Depth first search is more memory efficient than breadth first search as you can backtrack sooner. It is also easier to implement if you use the call stack but this relies on the longest path not overflowing the stack.

Also if your graph is directed then you have to not just remember if you have visited a node or not, but also how you got there. Otherwise you might think you have found a cycle but in reality all you have is two separate paths A->B but that doesn't mean there is a path B->A. With a depth first search you can mark nodes as visited as you descend and unmark them as you backtrack.

Why is backtracking essential?

Can someone explain with an example graph as what is meant in the given A->B example?

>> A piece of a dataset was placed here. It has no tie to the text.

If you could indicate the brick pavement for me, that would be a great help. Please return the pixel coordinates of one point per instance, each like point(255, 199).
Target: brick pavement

Finally, I have a DFS code for cycle detection in directed graph that does not use backtracking but still detects cycle in O(E+V).

public boolean isCyclicDirected(Vertex v){
  if (v.isVisited) {
    return true;
  }
  v.setVisited(true);
  Iterator<Edge> e = v.adj.iterator();
  while (e.hasNext()) {
    Vertex t = e.next().target;
    // quick test:
    if (t.isVisited) {
      return true;
    }
    // elaborate, recursive test:
    if (isCyclicDirected(t)) {
      return true;
    }
  }
  // none of our adjacent vertices flag as cyclic
  v.setVisited(false);
  return false;
}
3

There are 3 answers

5
Bernhard Barker On BEST ANSWER

Why you need to backtrack:

A -> B
^ \
|  v
D <- C

If you go A -> B and you don't backtrack, you'll stop there and you won't find the cycle.

Your algorithm does backtrack. You're just wrapping it in recursion so it might not quite look the way you expect. You recurse for one of the neighbours, if this doesn't find a cycle, that call returns and you try some other neighbour - this is backtracking.

Why you need to remember how you got to where you are:

A -> B
  \  ^
   v |
     C

The above graph has no cycle, but if you go A -> B, then A -> C -> B, you'll think there is if you don't remember the path.

As mentioned in the linked post, you can just set the visited flag to false before returning in your code (which I see you've now done) - this will act as remembering the path.

0
user3076574 On

backtracking is not essential only if your graph doesn't have any case where you can get from node A to node B by two different paths. Your algo will detect a false positive in the case mentioned in the previous answer: A -> B \ ^ v | C But if you add backtracking your alto will work perfectly, even in the case above.

6
Floegipoky On

It's worth pointing out that this marking algorithm is an adaptation of the naive approach to linked list cycle detection that involves keeping track of each node visited so far. In this case the path followed by the recursion is treated as a linked list and the linked list algorithm is applied. The space complexity is what makes the algorithm sub-optimal for linked lists, since you need to hold a reference to each node in the list it is O(n). When you're applying this to a decently well-balanced graph howeever, the space complexity drops to O(logn). In the case where the graph is a tree, the space complexity degrades to O(n) but you get O(n) time complexity.

Also, the algorithm is still incorrect. Given a graph with nodes A and B and a single edge B->B, isCyclicDirected(A) will never detect the cycle.